Ainsi, ce mécanisme favorise la croissance des tumeurs, la migration et l'invasion des cellules tumorales, ainsi que leur résistance à l'anoïkis[4] - un processus un processus de mort cellulaire normalement impliqué dans la prévention de la dissémination métastatique. Et il s'agit d'un processus particulièrement actif chez les femmes, puisque dépendant de l'activation du récepteur ESR1 par les oestrogènes.
Une nouvelle cible thérapeutique prometteuse
Fait remarquable, GRPR appartient à la famille des récepteurs couplés aux protéines G (RCPG), qui représentent 35 % des cibles des médicaments actuellement approuvés, mais restent sous-exploités en oncologie. En administrant des antagonistes spécifiques de GRPR dans des modèles précliniques, les chercheurs ont observé une réduction significative de la formation de métastases.

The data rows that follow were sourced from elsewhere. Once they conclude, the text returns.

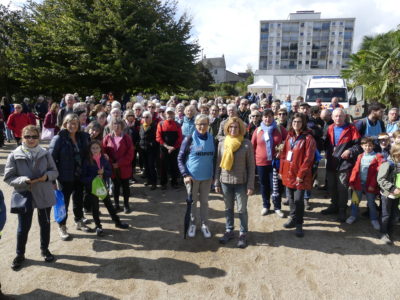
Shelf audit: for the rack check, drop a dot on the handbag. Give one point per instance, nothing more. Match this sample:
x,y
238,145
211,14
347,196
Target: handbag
x,y
59,208
99,188
47,133
21,202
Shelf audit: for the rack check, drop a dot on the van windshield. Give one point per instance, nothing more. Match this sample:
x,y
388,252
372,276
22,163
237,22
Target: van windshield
x,y
326,94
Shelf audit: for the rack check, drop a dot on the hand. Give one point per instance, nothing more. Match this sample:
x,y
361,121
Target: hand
x,y
187,179
346,154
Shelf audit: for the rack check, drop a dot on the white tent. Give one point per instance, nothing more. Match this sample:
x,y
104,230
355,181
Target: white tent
x,y
260,86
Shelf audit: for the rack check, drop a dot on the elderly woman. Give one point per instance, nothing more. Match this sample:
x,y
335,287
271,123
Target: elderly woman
x,y
30,168
234,174
119,148
297,159
195,162
149,147
68,149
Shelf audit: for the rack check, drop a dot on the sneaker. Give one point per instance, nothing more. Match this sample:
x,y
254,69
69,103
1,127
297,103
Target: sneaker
x,y
48,257
242,243
279,213
206,231
386,239
192,230
376,225
99,231
82,227
17,262
290,223
350,220
62,231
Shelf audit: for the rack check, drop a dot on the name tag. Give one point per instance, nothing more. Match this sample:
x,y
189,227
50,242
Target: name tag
x,y
289,155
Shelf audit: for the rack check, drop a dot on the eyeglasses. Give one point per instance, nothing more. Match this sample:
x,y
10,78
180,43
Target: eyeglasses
x,y
31,137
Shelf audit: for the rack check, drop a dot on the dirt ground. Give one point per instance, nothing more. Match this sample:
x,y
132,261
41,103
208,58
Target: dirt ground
x,y
151,260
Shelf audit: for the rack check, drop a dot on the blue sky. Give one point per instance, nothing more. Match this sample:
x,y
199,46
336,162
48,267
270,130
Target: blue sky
x,y
231,27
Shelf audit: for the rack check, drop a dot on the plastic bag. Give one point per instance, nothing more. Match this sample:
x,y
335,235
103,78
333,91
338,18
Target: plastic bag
x,y
59,208
99,188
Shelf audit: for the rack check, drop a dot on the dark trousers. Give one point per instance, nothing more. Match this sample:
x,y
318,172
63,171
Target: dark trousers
x,y
265,175
24,225
74,188
296,204
149,158
117,183
169,164
388,213
94,202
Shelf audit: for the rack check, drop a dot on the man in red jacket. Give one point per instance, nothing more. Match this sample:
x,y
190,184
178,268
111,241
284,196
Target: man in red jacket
x,y
169,136
342,146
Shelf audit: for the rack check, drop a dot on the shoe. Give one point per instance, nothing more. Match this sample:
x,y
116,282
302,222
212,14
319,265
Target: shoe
x,y
192,230
376,225
206,231
299,230
386,239
228,235
99,231
279,213
242,243
329,211
122,225
48,257
17,262
290,223
82,227
307,205
62,231
350,220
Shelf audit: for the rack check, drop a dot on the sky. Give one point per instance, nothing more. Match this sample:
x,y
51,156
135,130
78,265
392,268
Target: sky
x,y
231,27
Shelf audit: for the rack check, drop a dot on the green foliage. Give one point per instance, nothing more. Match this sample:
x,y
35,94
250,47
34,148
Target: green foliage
x,y
377,67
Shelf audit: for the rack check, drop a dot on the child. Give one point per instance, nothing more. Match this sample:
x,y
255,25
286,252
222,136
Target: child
x,y
363,180
97,164
389,183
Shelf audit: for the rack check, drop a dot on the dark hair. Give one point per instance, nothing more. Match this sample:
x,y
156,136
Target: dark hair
x,y
303,121
367,140
375,106
268,112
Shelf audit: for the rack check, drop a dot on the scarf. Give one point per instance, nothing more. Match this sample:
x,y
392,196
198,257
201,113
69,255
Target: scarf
x,y
231,145
269,141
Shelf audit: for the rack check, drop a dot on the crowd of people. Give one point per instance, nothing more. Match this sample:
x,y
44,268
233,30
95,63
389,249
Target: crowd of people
x,y
221,145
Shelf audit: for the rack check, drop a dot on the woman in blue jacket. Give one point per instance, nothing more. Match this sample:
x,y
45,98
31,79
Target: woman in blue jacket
x,y
195,162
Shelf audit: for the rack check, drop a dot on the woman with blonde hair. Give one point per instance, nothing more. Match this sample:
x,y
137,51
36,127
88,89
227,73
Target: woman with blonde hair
x,y
234,176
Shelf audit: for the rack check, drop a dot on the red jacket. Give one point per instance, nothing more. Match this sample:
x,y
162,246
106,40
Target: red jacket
x,y
372,184
16,122
123,156
260,149
300,165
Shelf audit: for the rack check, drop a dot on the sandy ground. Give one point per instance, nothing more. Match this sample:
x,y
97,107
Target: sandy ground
x,y
151,260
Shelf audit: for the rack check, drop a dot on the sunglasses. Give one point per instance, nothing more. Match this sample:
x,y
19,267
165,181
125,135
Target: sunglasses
x,y
31,137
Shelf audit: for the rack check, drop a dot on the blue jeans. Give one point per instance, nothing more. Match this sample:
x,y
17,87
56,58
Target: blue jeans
x,y
371,204
265,177
231,193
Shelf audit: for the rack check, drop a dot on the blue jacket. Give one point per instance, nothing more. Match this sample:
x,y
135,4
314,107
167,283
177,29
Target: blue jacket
x,y
61,148
89,171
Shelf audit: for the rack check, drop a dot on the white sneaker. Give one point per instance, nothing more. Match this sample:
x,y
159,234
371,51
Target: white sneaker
x,y
206,231
376,225
350,220
279,213
192,230
62,231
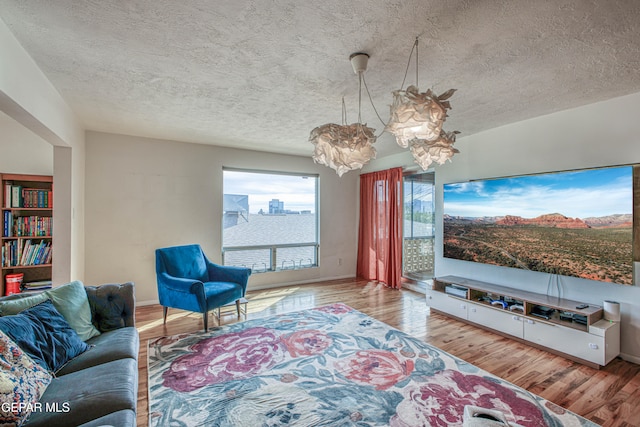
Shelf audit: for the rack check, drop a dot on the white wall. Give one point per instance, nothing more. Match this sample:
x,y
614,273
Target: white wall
x,y
143,194
28,97
22,151
601,134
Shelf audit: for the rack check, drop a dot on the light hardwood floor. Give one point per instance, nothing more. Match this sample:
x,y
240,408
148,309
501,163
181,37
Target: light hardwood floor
x,y
610,396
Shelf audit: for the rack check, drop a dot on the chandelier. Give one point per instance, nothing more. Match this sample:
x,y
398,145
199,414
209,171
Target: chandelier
x,y
416,122
345,147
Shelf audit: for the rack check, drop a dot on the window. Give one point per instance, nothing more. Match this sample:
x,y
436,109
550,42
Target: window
x,y
418,227
270,220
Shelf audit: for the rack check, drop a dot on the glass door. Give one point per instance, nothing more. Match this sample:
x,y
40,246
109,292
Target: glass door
x,y
418,227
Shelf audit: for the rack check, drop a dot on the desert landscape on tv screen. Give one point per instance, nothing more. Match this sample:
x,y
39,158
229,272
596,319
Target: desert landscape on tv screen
x,y
575,223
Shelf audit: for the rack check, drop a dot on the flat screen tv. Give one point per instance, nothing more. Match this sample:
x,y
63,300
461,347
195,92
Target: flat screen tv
x,y
573,223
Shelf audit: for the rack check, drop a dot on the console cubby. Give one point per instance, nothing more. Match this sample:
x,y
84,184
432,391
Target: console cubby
x,y
553,323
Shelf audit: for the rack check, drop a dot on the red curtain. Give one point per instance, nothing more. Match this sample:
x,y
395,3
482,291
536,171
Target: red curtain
x,y
379,234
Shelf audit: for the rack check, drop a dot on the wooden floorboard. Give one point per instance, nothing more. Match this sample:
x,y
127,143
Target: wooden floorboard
x,y
609,396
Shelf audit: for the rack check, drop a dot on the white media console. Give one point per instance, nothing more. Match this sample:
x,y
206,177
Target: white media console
x,y
554,324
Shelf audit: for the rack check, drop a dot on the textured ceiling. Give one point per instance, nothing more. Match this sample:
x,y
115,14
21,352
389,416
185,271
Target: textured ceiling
x,y
261,74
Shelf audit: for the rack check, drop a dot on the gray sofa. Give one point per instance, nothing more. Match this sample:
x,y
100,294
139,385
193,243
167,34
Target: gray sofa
x,y
100,386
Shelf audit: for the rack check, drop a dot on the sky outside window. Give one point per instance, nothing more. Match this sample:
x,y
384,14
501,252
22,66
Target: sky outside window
x,y
296,191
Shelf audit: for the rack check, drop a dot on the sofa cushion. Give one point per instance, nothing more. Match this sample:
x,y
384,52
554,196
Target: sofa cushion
x,y
106,347
42,333
89,394
22,382
124,418
72,302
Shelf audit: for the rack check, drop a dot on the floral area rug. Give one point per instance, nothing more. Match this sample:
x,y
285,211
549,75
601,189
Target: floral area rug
x,y
329,366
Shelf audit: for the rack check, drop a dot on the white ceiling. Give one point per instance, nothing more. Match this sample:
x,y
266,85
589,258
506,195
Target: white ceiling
x,y
260,74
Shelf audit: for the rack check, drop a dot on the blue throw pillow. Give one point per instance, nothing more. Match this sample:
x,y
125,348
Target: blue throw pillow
x,y
42,333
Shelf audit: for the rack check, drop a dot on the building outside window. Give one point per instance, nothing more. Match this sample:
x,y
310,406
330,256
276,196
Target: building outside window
x,y
270,220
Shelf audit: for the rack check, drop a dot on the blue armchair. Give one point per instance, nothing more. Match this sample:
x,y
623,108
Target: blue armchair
x,y
189,281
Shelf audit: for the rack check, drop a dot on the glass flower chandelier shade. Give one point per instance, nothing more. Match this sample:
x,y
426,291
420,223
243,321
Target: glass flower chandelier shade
x,y
343,147
426,152
416,115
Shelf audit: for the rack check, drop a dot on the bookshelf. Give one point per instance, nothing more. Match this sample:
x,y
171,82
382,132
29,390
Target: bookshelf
x,y
27,228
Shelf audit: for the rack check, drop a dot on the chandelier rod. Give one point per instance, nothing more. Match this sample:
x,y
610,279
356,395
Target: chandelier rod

Outre son implication dans la progression tumorale, GRPR joue également un rôle dans la perception de la douleur. Sa modulation pourrait donc à la fois freiner les métastases et améliorer la qualité de vie des patientes. La mise en place de thérapies combinatoires anti-oestrogéniques pourrait constituer une approche pertinente dans le traitement des mélanomes, et d'autres cancers, présentant cette boucle métastatique.
L'âge et le sexe au coeur de la médecine personnalisée de demain
Cette découverte majeure met en évidence une nouvelle facette des inégalités de sexe face au cancer et souligne l'importance de mieux intégrer les facteurs hormonaux et biologiques dans la prévention, le diagnostic et le traitement. Elle offre également de nouvelles perspectives pour réorienter des médicaments existants vers une utilisation en oncologie.
"Mieux comprendre l'impact du sexe et de l'âge sur le développement de certains cancers est essentiel pour faire progresser la médecine de précision. Ce travail jette les bases d'approches thérapeutiques innovantes, prévalentes aux femmes, et ouvre des perspectives cliniques concrètes", conclut le Dr Lionel Larue, directeur de recherche à l'Inserm.
Notes:
[1] Ces travaux ont été menés par le Dr Lionel Larue, directeur de recherche à l'Inserm, chef de l'équipe Développement normal et pathologique des mélanocytes dans l'unité Signalisation, radiobiologie et cancer (Institut Curie, Inserm, CNRS, Université Paris Saclay) et le Dr Véronique Delmas, directrice de recherche au CNRS dans la même équipe.
[2] Sung, H. et al. Global Cancer Statistics 2020: GLOBOCAN Estimates of Incidence and Mortality Worldwide for 36 Cancers in 185 Countries. CA CANCER J CLIN 71, (2021).
[3] La voie YAP-1 est un mécanisme cellulaire essentiel qui régule la croissance et la survie des cellules. Son dysfonctionnement est impliqué dans plusieurs maladies, notamment le cancer, ce qui en fait une cible prometteuse pour de nouvelles thérapies.
[4] L'anoïkis est un processus de mort cellulaire programmée qui se produit lorsque les cellules perdent leur ancrage à leur environnement. Ce mécanisme est crucial pour le maintien de l'homéostasie tissulaire et joue un rôle important dans le développement embryonnaire, la guérison des plaies et la prévention de la formation de tumeurs.